La parole de Dieu me propose un sain usage de la parole et me délivre du vain bavardage. Dans ma salle de bains traîne une vieille affiche sur laquelle je lis chaque jour : « Ne pas commenter. » Or, l’ascèse se révèle plus délicate que prévue, car je me sens congénitalement enclin, programmé presque, à (dis)qualifier ce qui arrive. Et tant d'étiquettes, de théories fumeuses, de regrets inutiles défilent dans le mental.
Je sors pour me rendre en tricycle chez le médecin. Je m'aperçois que la chaîne a déraillé devant et derrière. Et, ça ne manque pas, les petits vélos s’activent et mille considérations s’enchaînent, mais vainement : « Ça ne peut pas être un hasard ! Qui est l'imbécile qui m’a joué ce mauvais tour ?» Au lieu d’activement chercher une solution, je m’encombre jusqu’à ce que j’entende un grand « stop ».

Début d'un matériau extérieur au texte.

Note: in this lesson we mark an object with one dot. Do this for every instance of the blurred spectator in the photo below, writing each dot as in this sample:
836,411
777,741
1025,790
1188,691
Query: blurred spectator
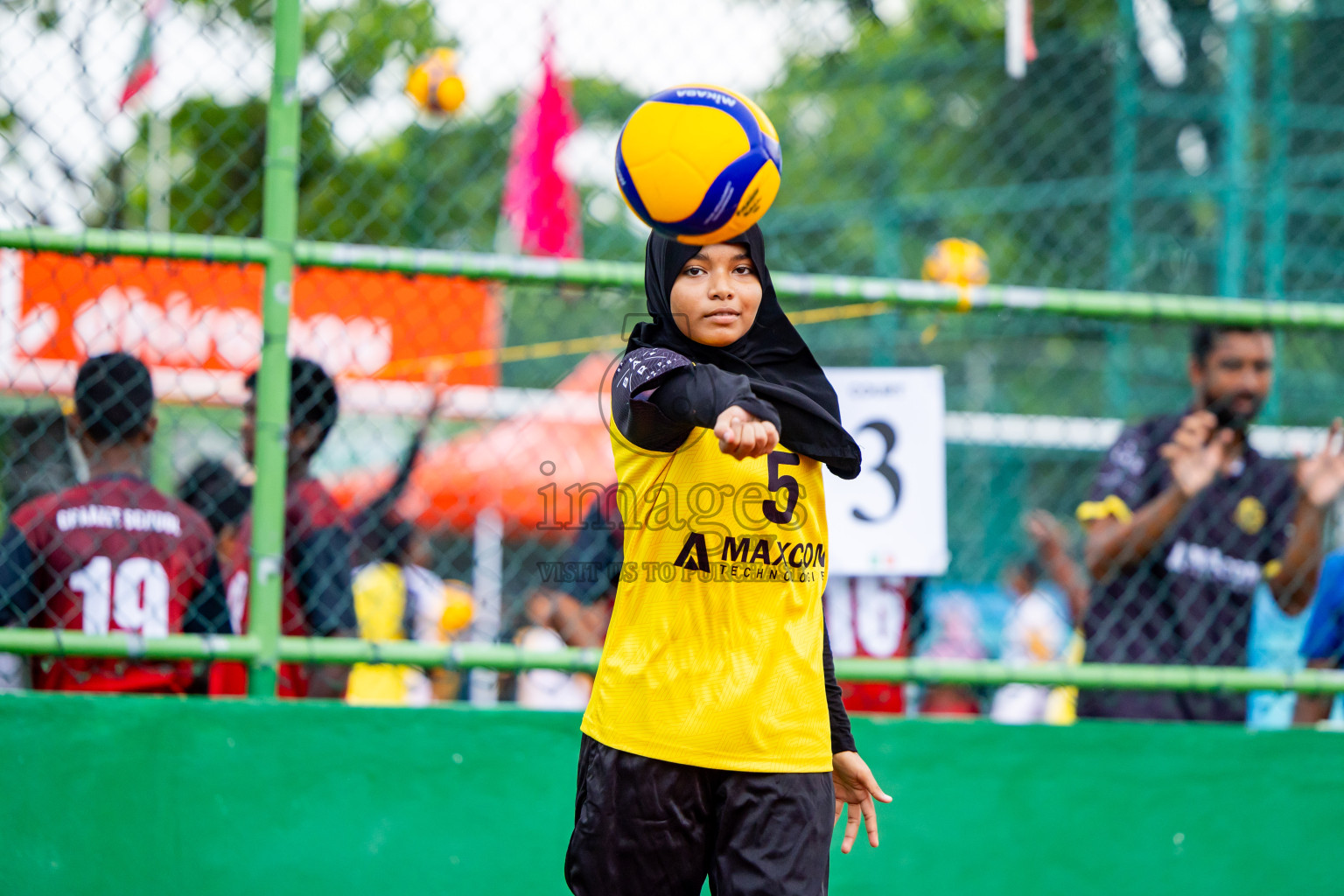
1037,627
872,617
574,607
577,602
396,599
955,634
318,543
1323,645
215,494
1033,633
550,688
1184,522
113,554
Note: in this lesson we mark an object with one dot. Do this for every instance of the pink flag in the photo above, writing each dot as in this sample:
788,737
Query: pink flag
541,206
143,67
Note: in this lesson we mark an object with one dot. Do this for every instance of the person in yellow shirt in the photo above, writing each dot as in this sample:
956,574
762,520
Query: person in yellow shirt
715,743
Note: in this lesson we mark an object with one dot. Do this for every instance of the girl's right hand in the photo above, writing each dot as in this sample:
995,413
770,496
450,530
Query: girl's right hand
742,434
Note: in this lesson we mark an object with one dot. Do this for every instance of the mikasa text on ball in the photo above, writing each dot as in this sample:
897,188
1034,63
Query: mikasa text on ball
697,163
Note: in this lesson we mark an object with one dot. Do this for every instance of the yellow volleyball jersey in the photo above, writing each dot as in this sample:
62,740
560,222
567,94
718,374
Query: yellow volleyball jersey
712,657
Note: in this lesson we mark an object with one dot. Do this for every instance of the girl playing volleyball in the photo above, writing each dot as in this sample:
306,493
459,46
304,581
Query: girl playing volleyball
715,743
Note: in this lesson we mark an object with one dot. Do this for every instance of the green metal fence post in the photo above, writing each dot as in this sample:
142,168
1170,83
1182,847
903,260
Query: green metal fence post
1238,98
1124,156
280,214
1276,200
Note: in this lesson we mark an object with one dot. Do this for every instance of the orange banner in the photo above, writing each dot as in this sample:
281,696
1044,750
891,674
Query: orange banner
205,318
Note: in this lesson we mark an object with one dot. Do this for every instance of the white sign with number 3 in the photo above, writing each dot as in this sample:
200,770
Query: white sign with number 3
892,519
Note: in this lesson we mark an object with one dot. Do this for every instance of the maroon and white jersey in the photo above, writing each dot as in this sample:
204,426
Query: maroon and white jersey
113,555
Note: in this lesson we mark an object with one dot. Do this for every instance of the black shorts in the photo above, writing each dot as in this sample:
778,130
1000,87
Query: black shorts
651,828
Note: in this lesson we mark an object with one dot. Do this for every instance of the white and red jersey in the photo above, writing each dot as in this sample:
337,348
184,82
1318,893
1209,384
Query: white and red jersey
870,617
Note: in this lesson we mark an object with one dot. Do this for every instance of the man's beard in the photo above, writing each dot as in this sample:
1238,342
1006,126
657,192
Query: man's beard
1228,418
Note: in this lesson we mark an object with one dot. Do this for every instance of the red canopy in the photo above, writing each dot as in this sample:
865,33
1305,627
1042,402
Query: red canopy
511,465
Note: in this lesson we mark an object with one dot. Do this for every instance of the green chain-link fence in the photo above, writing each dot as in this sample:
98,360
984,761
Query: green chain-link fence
1172,152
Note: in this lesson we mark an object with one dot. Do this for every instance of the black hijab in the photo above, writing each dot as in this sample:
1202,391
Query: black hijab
772,355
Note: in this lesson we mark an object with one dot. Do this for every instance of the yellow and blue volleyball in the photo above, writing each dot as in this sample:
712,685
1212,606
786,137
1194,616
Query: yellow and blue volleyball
699,164
958,262
434,85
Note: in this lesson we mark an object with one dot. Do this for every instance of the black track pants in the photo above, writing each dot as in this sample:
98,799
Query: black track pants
651,828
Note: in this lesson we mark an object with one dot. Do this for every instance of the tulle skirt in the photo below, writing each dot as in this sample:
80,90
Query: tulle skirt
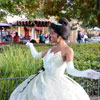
43,86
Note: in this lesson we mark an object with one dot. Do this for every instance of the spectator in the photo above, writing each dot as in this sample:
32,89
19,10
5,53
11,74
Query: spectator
79,37
9,37
16,38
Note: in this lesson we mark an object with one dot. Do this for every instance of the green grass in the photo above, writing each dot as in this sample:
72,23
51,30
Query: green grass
17,61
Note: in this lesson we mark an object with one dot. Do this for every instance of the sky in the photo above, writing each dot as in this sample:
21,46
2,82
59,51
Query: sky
11,19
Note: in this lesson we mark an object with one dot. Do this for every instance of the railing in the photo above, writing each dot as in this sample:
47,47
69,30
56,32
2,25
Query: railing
92,87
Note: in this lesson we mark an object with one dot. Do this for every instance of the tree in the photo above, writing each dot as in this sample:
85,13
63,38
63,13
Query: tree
87,11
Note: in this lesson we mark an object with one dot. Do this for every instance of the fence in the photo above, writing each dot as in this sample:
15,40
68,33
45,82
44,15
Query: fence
91,86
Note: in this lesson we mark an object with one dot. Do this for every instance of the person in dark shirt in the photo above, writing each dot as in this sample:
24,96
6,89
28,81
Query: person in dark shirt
16,38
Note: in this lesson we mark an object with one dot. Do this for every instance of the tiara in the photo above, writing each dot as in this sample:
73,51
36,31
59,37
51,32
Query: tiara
58,24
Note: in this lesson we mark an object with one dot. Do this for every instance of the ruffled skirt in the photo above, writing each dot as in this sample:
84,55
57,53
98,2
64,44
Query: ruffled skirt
45,87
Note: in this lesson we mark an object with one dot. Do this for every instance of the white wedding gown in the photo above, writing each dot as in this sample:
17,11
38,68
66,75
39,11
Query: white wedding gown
50,84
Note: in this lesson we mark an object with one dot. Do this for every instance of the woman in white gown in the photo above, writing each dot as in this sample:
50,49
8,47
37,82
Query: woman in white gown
51,83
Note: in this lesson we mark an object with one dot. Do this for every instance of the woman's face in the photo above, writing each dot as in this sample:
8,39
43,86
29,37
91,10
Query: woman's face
53,36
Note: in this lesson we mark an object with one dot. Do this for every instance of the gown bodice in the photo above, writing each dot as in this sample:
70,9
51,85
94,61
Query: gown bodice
54,64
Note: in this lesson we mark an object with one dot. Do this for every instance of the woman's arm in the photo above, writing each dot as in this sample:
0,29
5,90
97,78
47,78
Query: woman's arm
35,54
72,71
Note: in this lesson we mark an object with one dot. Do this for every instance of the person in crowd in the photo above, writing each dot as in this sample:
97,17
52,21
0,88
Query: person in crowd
16,38
9,37
51,83
79,37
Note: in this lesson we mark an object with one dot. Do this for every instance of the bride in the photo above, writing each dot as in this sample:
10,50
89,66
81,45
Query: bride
51,83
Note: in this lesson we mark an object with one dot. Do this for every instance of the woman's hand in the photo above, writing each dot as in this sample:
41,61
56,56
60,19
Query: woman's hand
28,44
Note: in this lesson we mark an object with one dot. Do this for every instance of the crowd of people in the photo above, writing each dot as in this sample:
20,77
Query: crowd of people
82,37
11,37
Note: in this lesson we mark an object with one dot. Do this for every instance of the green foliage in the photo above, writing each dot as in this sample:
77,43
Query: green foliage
87,11
17,61
90,35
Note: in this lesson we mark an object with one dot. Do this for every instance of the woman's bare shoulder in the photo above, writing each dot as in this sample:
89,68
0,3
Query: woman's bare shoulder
46,51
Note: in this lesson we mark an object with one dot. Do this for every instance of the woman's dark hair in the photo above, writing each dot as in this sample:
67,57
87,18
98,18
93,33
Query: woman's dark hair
62,28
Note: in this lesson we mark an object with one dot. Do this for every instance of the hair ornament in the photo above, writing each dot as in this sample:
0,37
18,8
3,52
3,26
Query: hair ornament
58,24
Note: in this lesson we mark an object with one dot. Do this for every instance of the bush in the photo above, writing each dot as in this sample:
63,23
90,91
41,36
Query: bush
90,35
17,61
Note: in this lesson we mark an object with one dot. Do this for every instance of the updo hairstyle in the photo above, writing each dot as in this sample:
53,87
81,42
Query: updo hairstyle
62,28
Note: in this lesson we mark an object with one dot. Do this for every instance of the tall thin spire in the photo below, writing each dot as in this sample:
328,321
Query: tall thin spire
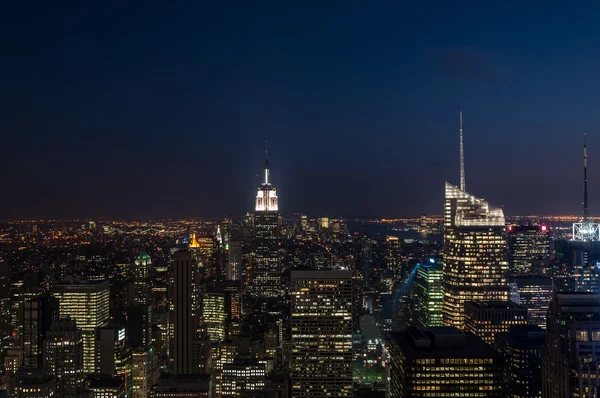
462,159
586,209
266,163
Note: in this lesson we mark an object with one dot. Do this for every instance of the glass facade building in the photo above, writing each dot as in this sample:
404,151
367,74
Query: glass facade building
525,244
485,319
321,360
475,255
534,293
443,362
88,303
429,296
267,279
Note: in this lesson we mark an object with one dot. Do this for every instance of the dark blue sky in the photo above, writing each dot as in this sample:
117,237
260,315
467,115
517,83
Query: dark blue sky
153,109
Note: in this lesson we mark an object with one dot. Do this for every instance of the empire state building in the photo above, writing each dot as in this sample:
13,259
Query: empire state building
267,272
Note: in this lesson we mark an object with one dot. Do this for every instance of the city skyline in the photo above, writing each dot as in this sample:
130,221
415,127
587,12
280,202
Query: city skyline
96,111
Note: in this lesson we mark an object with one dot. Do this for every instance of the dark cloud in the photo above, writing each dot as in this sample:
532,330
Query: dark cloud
470,64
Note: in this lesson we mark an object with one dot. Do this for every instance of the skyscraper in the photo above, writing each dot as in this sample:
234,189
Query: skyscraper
37,316
525,244
443,362
35,383
63,357
321,364
534,293
243,376
571,354
86,302
475,262
141,281
141,373
234,263
521,347
485,319
184,312
394,261
429,296
267,279
213,315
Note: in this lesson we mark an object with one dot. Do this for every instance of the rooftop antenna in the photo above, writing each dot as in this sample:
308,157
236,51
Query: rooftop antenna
266,162
586,209
462,159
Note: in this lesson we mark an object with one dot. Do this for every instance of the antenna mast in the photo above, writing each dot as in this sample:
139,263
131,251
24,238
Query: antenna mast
462,159
586,209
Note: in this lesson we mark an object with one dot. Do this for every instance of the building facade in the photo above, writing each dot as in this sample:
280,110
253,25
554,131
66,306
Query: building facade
534,293
267,278
443,362
88,304
571,354
525,244
321,362
429,296
522,351
184,312
63,357
485,319
475,258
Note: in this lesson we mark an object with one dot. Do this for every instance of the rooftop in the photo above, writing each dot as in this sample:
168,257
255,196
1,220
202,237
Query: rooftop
442,342
496,305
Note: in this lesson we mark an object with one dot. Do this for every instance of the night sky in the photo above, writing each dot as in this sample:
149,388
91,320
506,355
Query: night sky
159,110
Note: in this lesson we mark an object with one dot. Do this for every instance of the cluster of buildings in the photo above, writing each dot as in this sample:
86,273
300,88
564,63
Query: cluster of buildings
304,308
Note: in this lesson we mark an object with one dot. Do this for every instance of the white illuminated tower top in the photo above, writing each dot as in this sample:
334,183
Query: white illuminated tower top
266,197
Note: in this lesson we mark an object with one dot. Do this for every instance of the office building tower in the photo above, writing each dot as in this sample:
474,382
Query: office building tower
139,313
185,308
475,262
394,260
571,354
35,383
63,357
485,319
234,263
584,256
267,277
141,373
141,279
586,230
428,293
113,356
443,362
139,325
213,315
221,354
357,299
233,300
534,293
321,307
182,386
525,244
522,351
87,303
243,377
107,387
36,317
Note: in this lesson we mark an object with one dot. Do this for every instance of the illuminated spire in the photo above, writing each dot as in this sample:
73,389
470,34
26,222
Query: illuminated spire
462,159
266,163
266,197
586,209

Le commentaire se tait bientôt et, sans davantage dilapider mon temps, de bon pas, je regagne enfin le cabinet médical. Toutes les palabres, les jurons ne servent à rien. Un enfant, un saint, n’emprunterait pas le tortueux détour de la pensée qui nous perd bien des fois. Je crois que s’abandonner à la divine providence c’est peut-être être profondément ajusté à ce qui advient, sans discuter le réel ni se résigner.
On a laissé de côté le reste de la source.